I can’t think of a better thing to offer someone; the wish that they are relieved of their suffering and that you are giving them compassion.

Compassion and Aggression

I am not a quiet person. I don’t sneak up behind people, they see me coming, they can hear my footfall and feel my presence in the room before I make myself known. I usually enter rooms by pushing doors open with strength, not subtlety. My voice carries, even as I whisper.

I am trying to make less of an impact upon my environment, I am trying to be that person in the room that no one sees until he speaks. I actively think about entering rooms and leaving rooms with out people taking notice. I don’t know how well this is working yet.

All of this to set the stage: I am aggressive.

Didn’t see that one coming, did ya?

Compassion. I don’t know that I had ever really thought about compassion before a few months ago. I started to read about meditation and mindfulness. I wanted to learn to calm my mind, to control my emotions and to still my tongue. Along the way I started to read more about Buddhism. Now I have quite a little library dedicated to The Buddha and the various forms of Buddhism practiced around the world. I lean more to the northern Buddhism, specifically Tibetan form of Vajray?na Buddhism.

Back to compassion though; I found that I started to see the world differently. Buddhism teaches that there is no division, no boundaries between you and I. We are all linked together, one organism in a way. My upbringing was one of Christian values, that whole love thy neighbor thing. I believe in that, no doubt, and I have always tried to look out for others. I was gifted with size and as such I have kind of always thought it was my lot in life to protect those who can not protect themselves. That doesn’t always work out in my favor.

Now that I am seeing the homeless as simply me, that changes how I think of their plight. The starving child on the television, the old man driving the boat on the interstate… they are all me. If that doesn’t change your attitude – nothing will.

Suddenly the homeless guy near our office isn’t someone who I blindly drive by every day. I mean sure, I occasionally gave him a buck or two if I had them handy, but now I actually say hello to him as well.

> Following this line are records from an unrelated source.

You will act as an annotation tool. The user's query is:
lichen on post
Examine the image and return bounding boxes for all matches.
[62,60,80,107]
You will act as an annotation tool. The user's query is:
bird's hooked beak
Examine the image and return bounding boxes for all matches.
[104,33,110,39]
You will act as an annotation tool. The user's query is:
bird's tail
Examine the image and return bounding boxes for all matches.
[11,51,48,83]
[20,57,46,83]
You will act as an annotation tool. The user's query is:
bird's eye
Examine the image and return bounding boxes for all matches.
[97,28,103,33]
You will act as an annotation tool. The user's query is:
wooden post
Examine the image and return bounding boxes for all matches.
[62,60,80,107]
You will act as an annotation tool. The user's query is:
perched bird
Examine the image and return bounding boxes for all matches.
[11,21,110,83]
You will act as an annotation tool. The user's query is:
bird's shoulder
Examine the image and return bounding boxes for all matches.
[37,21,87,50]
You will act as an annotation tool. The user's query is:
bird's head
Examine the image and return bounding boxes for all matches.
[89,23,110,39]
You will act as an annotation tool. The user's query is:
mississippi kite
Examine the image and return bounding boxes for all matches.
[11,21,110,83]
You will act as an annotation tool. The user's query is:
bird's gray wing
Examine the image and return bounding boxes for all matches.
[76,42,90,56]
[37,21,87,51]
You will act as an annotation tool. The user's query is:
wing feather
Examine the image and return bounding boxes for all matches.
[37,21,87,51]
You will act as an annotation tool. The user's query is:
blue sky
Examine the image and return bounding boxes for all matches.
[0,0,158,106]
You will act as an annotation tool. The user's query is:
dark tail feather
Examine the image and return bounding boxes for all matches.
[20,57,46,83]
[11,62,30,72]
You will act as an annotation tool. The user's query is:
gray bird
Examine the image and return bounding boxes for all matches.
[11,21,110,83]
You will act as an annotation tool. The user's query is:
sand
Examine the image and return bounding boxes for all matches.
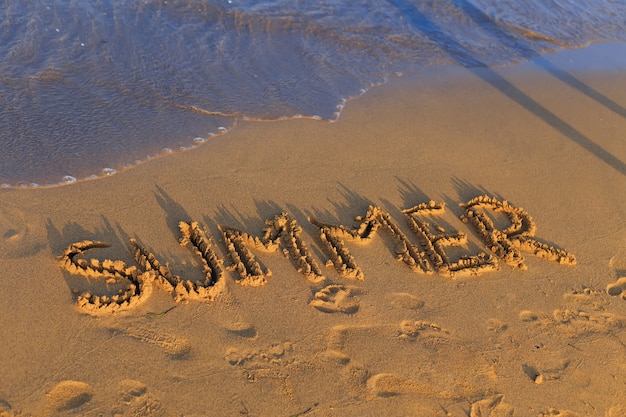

He is a really nice guy too.

You know something; he was always just the ‘Can Guy’ carrying his garbage bag full of soda cans who waved at you and smiled, acknowledging you and saying “Have a good day” in his own way. Now I have to wonder what he knows that I don’t, what keeps him moving forward, what allows him to be able to smile and wish me a good day? Is it altruistic or is he only doing it in the hopes that I will offer him something in return?

Maybe he is like a sadhu, maybe he is a simple holy man and this is how he chooses to live.

My aggressive nature is hard to suppress, even with those who should only see compassion from me. Well, I guess everyone should only see compassion from each of us really, but you know what I mean. With my family, my wife, my children even, sometimes I have to remind myself to calm down, to lower my voice.

Just a few nights ago my son told me it worried him when I spoke in a low voice, that it meant I was really upset. I laughed at that, but it is sad.

So I am trying. Can you tell?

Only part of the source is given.